Meg was terrified of public speaking, and when it was her turn to speak as the valedictorian of her 8th grade class, she froze, requiring her mom to escort her down from the stage. She went to NYU to study journalism and to become a writer, occasionally doing commercials to pay her bills. She landed a role on the soap opera As the World Turns and found that she loved moving in acting circles. Meg moved to L.A. after graduation, and enrolled in an acting class that included newcomers Michelle Pfeiffer, Sean Penn, Angelica Houston, and Nicolas Cage. She said it felt like being in a big, nutty family, and for the first time in her life she found people she really connected with. Meg Ryan had found her tribe.
A tribe is a group of people who ‘get’ you in a way that most others don’t and who see the world as you do. It’s where you feel a sense of belonging, where you feel the most natural and the most you. It’s incredibly freeing to be accepted and affirmed for exactly who you are, and to be inspired and pushed to be your very best. Every girl needs to find such a group.
Connecting with people who share your enthusiasms and passions lets you know you are not alone. They validate that what you are engaged in matters no matter how different it appears to most people. Encourage girls to read biographies of adults who share their interests in order to connect them with mentors who can mirror who they are and want to become. My favorite books with stories of how people found their tribe and passion are: The Element, by Ken Robinson; The Right Words At The Right Time, by Marlo Thomas; Smart Girls Gifted Women, by Barbara Kerr; and Everyday Greatness, by Stephen Covey.

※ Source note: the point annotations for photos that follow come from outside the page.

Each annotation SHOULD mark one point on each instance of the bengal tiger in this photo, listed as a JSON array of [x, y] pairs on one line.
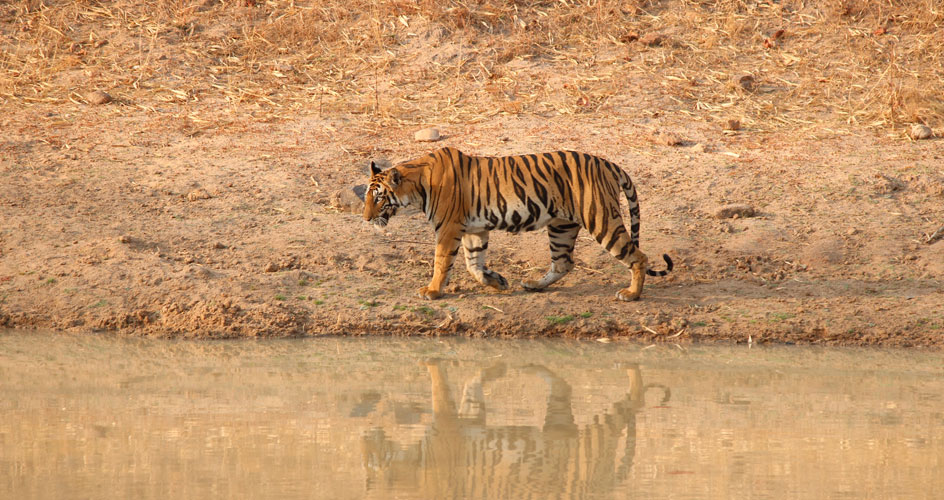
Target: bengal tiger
[[465, 197]]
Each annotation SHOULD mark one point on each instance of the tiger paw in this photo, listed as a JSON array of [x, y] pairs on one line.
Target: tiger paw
[[628, 295], [428, 294], [495, 280], [532, 286]]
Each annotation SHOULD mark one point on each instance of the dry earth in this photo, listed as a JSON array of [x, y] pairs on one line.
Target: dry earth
[[122, 225], [199, 215]]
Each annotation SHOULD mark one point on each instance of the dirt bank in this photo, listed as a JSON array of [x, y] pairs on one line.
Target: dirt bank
[[200, 214]]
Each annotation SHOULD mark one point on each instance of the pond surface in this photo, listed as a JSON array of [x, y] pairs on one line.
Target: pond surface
[[103, 417]]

I talk to a lot of quirky girls who are bright, creative, strong-minded, and who don’t fit the pattern of your ‘normal’ adolescent girl. They waste a lot of time and energy resisting parent’s and teacher’s attempts to mold them into the norm, and many decide that they are weird and unlovable and outcasts. A tribe of like-minded people shows them that there are others like them, and that it’s okay to be exactly who they are. Dropping old negative beliefs about themselves and any rebellion frees up energy for creativity and to fully engage in their passions.
Help your daughter understand the value of finding her tribe. When she discovers her “peeps”, you will see her at her happiest and highest self.